Cowls in the Hood: How to Help the Poor
Beginning this Thursday, your local PBS station will be airing a powerful documentary called The Rule, from Bongiorno Productions. It follows the monks of a Benedictine abbey called Newark Monastery. That's Newark, as in New Jersey. The monastery runs St. Benedict's Prep there, a school for young men from the inner city — from the slums, not to put too fine a point on it. Whereas two thirds of poor kids never get any higher education, the boys who attend the monks' school go on to college at a rate of about one hundred percent. Which, for those of you who weren't educated in a Benedictine monastery, means all of them.
I urge you to watch this show. It's incredibly involving and moving and uplifting.

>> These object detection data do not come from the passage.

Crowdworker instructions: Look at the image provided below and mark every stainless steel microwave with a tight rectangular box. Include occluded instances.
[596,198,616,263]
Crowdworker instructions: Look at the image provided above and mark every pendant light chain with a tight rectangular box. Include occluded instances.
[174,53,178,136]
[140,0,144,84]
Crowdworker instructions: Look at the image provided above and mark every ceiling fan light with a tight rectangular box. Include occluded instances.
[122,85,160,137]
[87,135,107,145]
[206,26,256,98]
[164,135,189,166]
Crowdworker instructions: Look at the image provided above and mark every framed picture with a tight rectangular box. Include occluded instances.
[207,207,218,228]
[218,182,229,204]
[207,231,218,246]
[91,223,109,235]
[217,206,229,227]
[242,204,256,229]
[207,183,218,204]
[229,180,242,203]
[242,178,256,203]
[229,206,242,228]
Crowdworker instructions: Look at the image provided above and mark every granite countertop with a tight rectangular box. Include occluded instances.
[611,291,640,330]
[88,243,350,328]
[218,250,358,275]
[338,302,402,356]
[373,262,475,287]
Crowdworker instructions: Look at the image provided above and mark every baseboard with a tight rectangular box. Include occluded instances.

And, if you care about the heartbreaking and intractable problems facing America's poor and oftentimes minority youth, it's instructive.
It's hard for those of us who didn't grow up in these neighborhoods to quite understand what happens there. Obama-style leftism strikes me as such a sinful religion in regard to the poor because it conveys to its believers a sense of virtue while its philosophies and programs — learned resentment and victimhood coupled with subsidized bad behavior — devastate the actual lives of the people they are theoretically intended to help. Those of us on the right can be forgiven for suspecting leftism's much-vaunted concern for the underclass is really just a means of consolidating and increasing the power of the powerful.
But the attitudes of many on the right, while generally far less harmful, can also be purblind. It's all well and good to point out that education and faithful marriage will likely keep a man from a life of poverty. They will. But if at ten years old you're watching your mom turn tricks for a hit of crack, you're probably not going to grow up thinking straight enough to follow the good path. Black churches that have abandoned Jesus Christ in order to preach the Democrat Party don't help a whole lot either.
The point is, poverty recreates itself by generating the behaviors that cause it. Democrat pols may be vampires who drink the blood of the poor for power, but pull-yourself-up-by-the-bootstraps Republicans who never campaign in the slums have nothing to be proud of either.
What the monks of Newark Abbey are doing is not conceptually revolutionary. Faith, discipline, belonging, fatherly support — we all know these are the things that make the difference in a young man's life. Why then is it so difficult to replicate the abbey's results? Because someone's got to go in there and do the work, that's why. The monks deliver the goods. They're there day after day. They're not making speeches about it. They're not blogging about it. They're doing it. And the effects are glorious to see.
Watch The Rule. It'll make you laugh and cry and think differently. It's well worth your time.